European Central Bank head Mario Draghi has called off his trip to an annual Jackson Hole conference of central bankers this week due to a heavy workload as the bank works on its eagerly awaited plan to lower borrowing costs for struggling governments.

The ECB holds a key meeting Sept. 6 where plans to intervene in bond markets will be discussed. A spokesperson for the bank said Tuesday that Draghi decided not to go to the Wyoming meeting at the end of this week "because of the heavy workload foreseen in the next few days."

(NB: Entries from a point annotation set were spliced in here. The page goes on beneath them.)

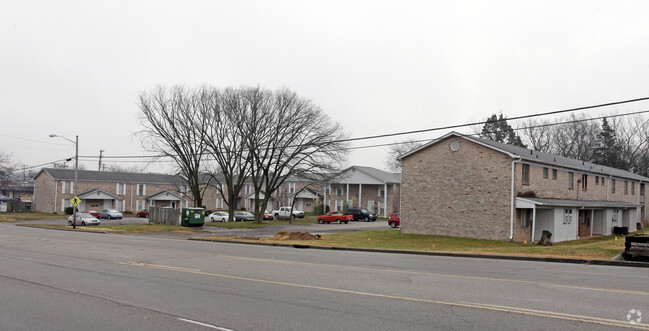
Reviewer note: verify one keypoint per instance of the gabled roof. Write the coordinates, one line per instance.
(112, 177)
(97, 194)
(164, 195)
(368, 175)
(536, 157)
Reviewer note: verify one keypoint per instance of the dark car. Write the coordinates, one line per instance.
(361, 214)
(394, 220)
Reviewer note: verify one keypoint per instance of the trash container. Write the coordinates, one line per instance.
(192, 217)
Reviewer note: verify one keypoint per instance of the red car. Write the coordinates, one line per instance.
(94, 213)
(143, 213)
(394, 220)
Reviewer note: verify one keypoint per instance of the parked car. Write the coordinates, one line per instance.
(94, 213)
(284, 212)
(394, 220)
(84, 219)
(361, 214)
(219, 216)
(110, 213)
(243, 216)
(335, 216)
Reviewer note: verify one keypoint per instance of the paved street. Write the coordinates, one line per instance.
(66, 280)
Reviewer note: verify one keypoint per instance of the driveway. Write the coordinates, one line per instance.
(265, 232)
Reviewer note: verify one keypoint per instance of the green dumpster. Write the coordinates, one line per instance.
(192, 217)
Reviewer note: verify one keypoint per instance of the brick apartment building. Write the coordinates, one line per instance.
(470, 187)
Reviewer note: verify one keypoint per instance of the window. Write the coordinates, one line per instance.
(526, 217)
(121, 188)
(567, 216)
(141, 189)
(67, 187)
(526, 174)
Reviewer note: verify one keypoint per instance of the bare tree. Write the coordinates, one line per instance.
(286, 136)
(169, 117)
(394, 151)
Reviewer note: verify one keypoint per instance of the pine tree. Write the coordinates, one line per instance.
(496, 128)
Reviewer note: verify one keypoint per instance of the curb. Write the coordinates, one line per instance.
(447, 254)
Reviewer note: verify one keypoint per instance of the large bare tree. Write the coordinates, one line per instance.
(169, 117)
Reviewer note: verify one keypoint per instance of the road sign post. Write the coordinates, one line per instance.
(75, 201)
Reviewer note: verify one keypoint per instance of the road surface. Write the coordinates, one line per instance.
(70, 280)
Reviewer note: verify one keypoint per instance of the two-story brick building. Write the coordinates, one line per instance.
(464, 186)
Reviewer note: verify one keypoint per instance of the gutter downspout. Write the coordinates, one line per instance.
(512, 210)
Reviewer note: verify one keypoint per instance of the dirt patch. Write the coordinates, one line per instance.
(283, 235)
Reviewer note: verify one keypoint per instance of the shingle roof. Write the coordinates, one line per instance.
(539, 157)
(113, 177)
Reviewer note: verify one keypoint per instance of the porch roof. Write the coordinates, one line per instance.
(590, 204)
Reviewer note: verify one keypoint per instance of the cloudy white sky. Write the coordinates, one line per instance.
(76, 67)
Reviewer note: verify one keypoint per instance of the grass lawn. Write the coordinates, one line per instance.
(598, 248)
(12, 217)
(252, 225)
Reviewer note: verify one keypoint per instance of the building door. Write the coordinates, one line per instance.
(584, 223)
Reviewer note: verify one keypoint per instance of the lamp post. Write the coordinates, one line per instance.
(76, 170)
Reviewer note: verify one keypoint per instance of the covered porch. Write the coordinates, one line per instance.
(575, 219)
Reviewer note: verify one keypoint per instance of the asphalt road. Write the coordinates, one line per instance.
(67, 280)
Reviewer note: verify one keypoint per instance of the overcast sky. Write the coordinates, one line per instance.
(77, 67)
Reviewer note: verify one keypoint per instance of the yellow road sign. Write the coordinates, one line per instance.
(75, 201)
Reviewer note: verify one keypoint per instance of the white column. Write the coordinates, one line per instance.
(533, 222)
(360, 195)
(385, 200)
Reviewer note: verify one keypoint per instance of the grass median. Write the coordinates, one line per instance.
(597, 248)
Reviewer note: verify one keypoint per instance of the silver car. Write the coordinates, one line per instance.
(219, 216)
(243, 216)
(110, 213)
(84, 219)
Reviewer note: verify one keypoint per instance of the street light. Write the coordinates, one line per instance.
(76, 169)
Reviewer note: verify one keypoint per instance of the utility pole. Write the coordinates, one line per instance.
(101, 155)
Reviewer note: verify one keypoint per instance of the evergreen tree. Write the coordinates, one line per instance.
(496, 128)
(607, 151)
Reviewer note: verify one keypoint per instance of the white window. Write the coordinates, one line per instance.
(141, 189)
(567, 216)
(120, 205)
(68, 187)
(121, 188)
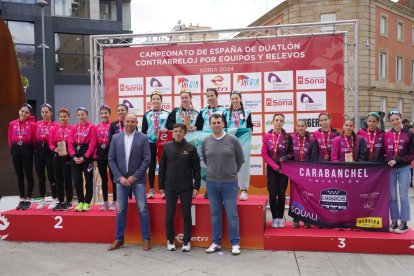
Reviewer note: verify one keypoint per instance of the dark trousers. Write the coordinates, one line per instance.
(77, 177)
(44, 162)
(276, 186)
(153, 164)
(111, 175)
(23, 165)
(171, 197)
(63, 177)
(103, 172)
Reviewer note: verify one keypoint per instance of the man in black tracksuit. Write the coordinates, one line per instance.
(179, 166)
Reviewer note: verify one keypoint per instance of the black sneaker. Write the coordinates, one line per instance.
(20, 206)
(58, 207)
(402, 228)
(394, 225)
(26, 205)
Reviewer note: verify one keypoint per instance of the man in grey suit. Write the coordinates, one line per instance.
(129, 158)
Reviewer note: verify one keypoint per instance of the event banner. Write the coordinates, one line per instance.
(299, 76)
(340, 195)
(196, 138)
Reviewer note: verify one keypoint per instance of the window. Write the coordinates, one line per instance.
(398, 68)
(400, 31)
(384, 105)
(72, 8)
(383, 25)
(23, 36)
(382, 65)
(328, 17)
(107, 10)
(72, 53)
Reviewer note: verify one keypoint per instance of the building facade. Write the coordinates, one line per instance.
(386, 45)
(67, 27)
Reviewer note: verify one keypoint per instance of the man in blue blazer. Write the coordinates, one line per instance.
(129, 158)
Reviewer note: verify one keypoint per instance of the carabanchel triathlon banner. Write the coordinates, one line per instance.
(340, 195)
(196, 138)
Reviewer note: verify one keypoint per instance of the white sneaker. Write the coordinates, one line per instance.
(151, 194)
(244, 196)
(52, 204)
(213, 248)
(170, 246)
(281, 223)
(41, 205)
(235, 250)
(275, 223)
(186, 248)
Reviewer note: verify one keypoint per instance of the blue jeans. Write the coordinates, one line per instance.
(220, 193)
(141, 200)
(403, 175)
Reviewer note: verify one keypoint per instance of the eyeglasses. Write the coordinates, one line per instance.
(46, 105)
(373, 114)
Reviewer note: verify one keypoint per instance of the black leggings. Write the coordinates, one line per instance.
(103, 172)
(23, 165)
(171, 198)
(44, 161)
(153, 164)
(77, 177)
(61, 165)
(276, 186)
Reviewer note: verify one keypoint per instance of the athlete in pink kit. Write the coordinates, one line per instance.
(324, 137)
(82, 145)
(21, 138)
(43, 156)
(349, 147)
(58, 143)
(102, 150)
(398, 144)
(373, 137)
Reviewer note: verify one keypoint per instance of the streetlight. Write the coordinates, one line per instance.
(42, 4)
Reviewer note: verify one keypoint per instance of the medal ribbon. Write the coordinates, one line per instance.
(275, 143)
(396, 143)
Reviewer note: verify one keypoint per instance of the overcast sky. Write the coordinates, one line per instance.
(163, 15)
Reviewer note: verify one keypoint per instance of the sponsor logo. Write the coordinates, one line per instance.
(180, 238)
(186, 83)
(334, 200)
(369, 222)
(311, 79)
(305, 98)
(298, 210)
(4, 224)
(155, 83)
(244, 80)
(130, 86)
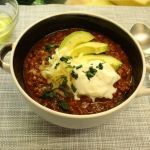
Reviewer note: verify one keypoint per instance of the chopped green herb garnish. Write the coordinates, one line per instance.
(73, 88)
(63, 105)
(57, 65)
(48, 47)
(100, 66)
(91, 72)
(65, 59)
(74, 75)
(89, 75)
(69, 66)
(64, 81)
(48, 94)
(48, 57)
(78, 67)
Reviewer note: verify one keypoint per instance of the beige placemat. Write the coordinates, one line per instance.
(21, 129)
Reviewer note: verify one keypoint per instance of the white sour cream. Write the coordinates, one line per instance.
(100, 85)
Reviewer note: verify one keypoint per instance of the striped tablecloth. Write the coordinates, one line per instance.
(21, 129)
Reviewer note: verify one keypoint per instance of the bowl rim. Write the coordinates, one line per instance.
(74, 116)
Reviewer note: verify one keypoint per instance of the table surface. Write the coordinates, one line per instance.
(21, 129)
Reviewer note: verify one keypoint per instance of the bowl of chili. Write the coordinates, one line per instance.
(57, 103)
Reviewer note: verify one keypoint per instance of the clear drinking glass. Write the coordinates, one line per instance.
(8, 18)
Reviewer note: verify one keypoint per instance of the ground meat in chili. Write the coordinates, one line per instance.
(35, 84)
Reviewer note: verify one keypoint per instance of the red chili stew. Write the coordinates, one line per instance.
(62, 99)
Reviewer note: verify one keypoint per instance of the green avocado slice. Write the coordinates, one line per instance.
(74, 39)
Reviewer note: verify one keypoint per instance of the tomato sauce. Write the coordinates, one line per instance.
(36, 85)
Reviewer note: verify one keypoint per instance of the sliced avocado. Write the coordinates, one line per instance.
(89, 48)
(115, 63)
(74, 39)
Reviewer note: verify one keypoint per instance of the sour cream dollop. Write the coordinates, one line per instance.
(100, 85)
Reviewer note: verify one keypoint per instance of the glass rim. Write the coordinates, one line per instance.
(15, 16)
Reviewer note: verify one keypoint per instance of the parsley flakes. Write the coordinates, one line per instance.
(91, 72)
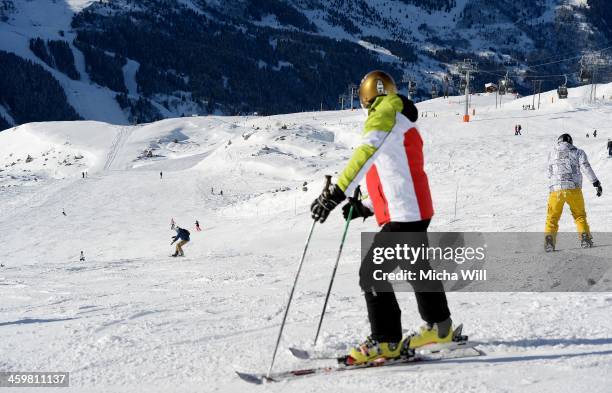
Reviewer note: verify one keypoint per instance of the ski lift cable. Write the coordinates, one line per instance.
(569, 58)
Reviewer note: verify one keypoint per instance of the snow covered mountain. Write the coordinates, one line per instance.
(134, 61)
(130, 319)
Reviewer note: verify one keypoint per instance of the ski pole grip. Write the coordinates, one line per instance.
(327, 182)
(356, 194)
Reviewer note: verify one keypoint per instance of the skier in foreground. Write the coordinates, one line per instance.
(564, 164)
(390, 158)
(183, 236)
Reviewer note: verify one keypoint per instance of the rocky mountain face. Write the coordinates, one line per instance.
(164, 58)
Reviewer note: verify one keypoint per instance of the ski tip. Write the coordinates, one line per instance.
(299, 353)
(250, 378)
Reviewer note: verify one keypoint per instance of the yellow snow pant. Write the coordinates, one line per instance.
(556, 201)
(179, 247)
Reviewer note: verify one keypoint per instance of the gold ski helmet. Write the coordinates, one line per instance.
(375, 83)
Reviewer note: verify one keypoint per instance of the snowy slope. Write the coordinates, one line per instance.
(50, 20)
(131, 319)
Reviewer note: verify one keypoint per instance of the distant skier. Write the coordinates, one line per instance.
(565, 162)
(390, 153)
(182, 235)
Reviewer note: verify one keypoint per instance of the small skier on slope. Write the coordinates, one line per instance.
(565, 162)
(183, 236)
(391, 157)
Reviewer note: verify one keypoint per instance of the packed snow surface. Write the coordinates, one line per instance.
(132, 319)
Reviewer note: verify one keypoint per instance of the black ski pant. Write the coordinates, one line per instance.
(383, 310)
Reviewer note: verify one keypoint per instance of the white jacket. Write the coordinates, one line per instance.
(564, 164)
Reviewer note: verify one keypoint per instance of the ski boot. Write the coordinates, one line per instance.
(372, 351)
(586, 241)
(433, 337)
(549, 243)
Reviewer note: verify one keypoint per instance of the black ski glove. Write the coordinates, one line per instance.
(359, 209)
(597, 185)
(326, 202)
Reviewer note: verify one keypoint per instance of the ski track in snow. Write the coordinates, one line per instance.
(131, 319)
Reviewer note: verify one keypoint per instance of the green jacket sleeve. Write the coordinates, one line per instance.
(380, 122)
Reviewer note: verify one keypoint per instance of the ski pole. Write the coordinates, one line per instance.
(331, 281)
(297, 275)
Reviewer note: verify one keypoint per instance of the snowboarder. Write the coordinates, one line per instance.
(565, 162)
(390, 153)
(183, 236)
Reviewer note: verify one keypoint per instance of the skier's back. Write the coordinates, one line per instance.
(565, 164)
(182, 235)
(390, 157)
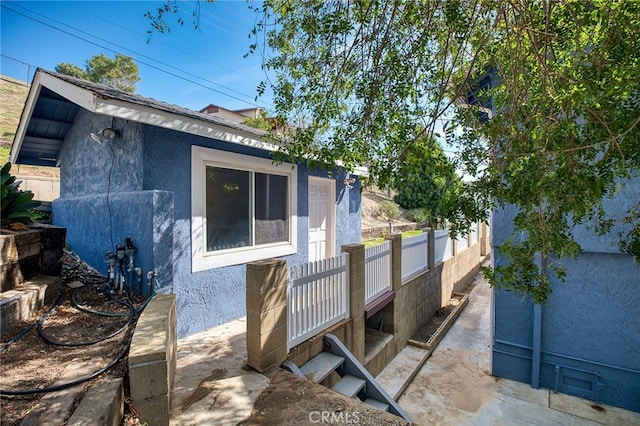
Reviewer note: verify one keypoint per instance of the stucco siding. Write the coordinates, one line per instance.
(590, 338)
(88, 167)
(139, 185)
(216, 296)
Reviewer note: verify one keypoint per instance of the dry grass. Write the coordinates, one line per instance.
(13, 95)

Draghi announced Aug. 2 that the ECB might help indebted governments lower their borrowing costs by buying their bonds — but only if the countries first ask for help from the region's bailout fund and agree to take steps to reduce their deficits and debt levels. He left key details blank and said committees of top bank officials would be working on them.

Several countries among the 17-strong group that uses the euro — including Spain and Italy — are struggling to borrow money at an affordable cost — because bond investors fear they may default. Yet the governments must constantly sell new bonds to pay off old ones that are coming due. High borrowing costs were what pushed indebted countries Greece, Ireland and Portugal to need bailout loans from the other eurozone countries.

Key questions remain about how the ECB purchases would work, such as how big they might be. An earlier round of purchases piled up over €210 billion ($263.5 billion) in bonds, but failed to decisively lower borrowing costs in part because ECB officials insisted the program was limited in size and duration.

Draghi's recent announcement said the next round of bond purchases would be "of a size adequate to reach its objective," without specifying how big that would be.

The ECB would first start buying bonds along with the eurozone's bailout fund, but only the ECB has the ability — in theory — to create new money to pay for the bond purchases, giving it potentially much vaster financial firepower.

It's also not clear whether the ECB will set a target interest rate — or yield — that a country's bonds would not be allowed to exceed when it launches purchase program. Buying bonds drives their prices up and their interest yields down, since price and yield move in opposite directions. Setting a specific target could be risky, as the ECB would have to defend it in markets or lose credibility. Spanish 10-year bonds were yielding a painfully high 6.4 percent Tuesday.

Spanish officials have pressed to know more details about the ECB's intentions before they take the politically painful step of asking for a bailout. The bond purchases remain controversial in some quarters, with the head of Germany's Bundesbank national central bank, Jens Weidmann opposed. Weidmann has said goverments might find central bank help "addictive as a drug" and might lose the will to make painful decisions to reduce spending. He also argues it is too close to using the central bank's monetary powers to finance governments — something the EU treaty forbids it to do directly.

The ECB could also face further wrangling over a proposal due Sept. 11 from the European Union's executive body, the Commission, to create a centralized EU banking regulator under the aegis of the ECB. The plan, launched at a summit of European leaders in June, is designed to strengthen Europe's banking industry against further financial shocks.

A top ECB official, Joerg Asmussen, said in a speech Monday that the ECB would refuse to take over the job unless it is given the power to close down insolvent banks — a power that could bring it into conflict with national governments and regulators who have been protective of their home banks.